Nodal Line Entanglement Entropy: Generalized Widom Formula from Entanglement Hamiltonians

TL;DR

This paper generalizes the Widom formula for entanglement entropy to systems with nodal lines of arbitrary codimension, providing a new method to analyze quantum entanglement in fermionic systems with complex Fermi surface geometries.

Contribution

The authors extend the Widom formula to arbitrary codimension Fermi surfaces, including nodal lines, and develop a local entanglement Hamiltonian approach for these systems.

Findings

The generalized formula applies to nodal lines in three dimensions.

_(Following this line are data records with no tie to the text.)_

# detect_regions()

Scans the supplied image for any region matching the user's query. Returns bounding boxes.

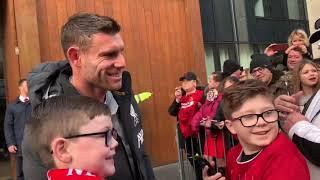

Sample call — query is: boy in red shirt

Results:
[176,72,203,180]
[204,80,310,180]
[27,96,118,180]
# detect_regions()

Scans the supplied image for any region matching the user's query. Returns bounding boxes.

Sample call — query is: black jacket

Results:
[4,97,31,156]
[23,61,154,180]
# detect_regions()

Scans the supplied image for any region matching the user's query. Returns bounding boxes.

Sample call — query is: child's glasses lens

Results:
[105,128,118,147]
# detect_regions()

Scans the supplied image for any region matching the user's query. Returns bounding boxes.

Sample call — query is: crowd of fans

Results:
[169,17,320,180]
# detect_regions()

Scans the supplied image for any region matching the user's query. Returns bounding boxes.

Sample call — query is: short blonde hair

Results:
[288,29,309,47]
[26,96,111,168]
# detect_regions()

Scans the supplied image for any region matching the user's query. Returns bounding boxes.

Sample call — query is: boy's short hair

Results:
[211,71,223,82]
[26,96,110,168]
[222,79,274,119]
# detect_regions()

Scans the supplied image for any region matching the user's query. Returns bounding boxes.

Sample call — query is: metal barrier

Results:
[176,124,234,180]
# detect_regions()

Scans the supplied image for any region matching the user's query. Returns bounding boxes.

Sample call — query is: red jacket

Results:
[190,94,222,134]
[47,169,103,180]
[178,90,203,138]
[227,133,310,180]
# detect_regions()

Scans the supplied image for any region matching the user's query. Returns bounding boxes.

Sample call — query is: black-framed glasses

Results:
[233,109,279,127]
[64,128,118,147]
[251,67,265,75]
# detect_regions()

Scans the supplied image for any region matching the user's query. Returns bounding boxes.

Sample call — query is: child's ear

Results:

The entanglement entropy coefficient depends on the shape and orientation of the nodal line.

Entanglement entropy can diagnose the presence and geometry of nodal lines.

Abstract

A system of fermions forming a Fermi surface exhibits a large degree of quantum entanglement, even in the absence of interactions. In particular, the usual case of a codimension one Fermi surface leads to a logarithmic violation of the area law for entanglement entropy, as dictated by the Widom formula. We here generalize this formula to the case of arbitrary codimension, which is of particular interest for nodal lines in three dimensions. We first rederive the standard Widom formula by calculating an entanglement Hamiltonian for Fermi surface systems, obtained by repurposing a trick commonly applied to relativistic theories. The entanglement Hamiltonian will take a local form in terms of a low-energy patch theory for the Fermi surface, though it is nonlocal with respect to the microscopic fermions. This entanglement Hamiltonian can then be used to derive the entanglement entropy, yielding a result in agreement with the Widom formula. The method is then generalized to arbitrary codimension. For nodal lines, the area law is obeyed, and the magnitude of the coefficient for a particular partition is non-universal. However, the coefficient has a universal dependence on the shape and orientation of the nodal line relative to the partitioning surface. By comparing the relative magnitude of the area law for different partitioning cuts, entanglement entropy can be used as a tool for diagnosing the presence and shape of a nodal line in a ground state wavefunction.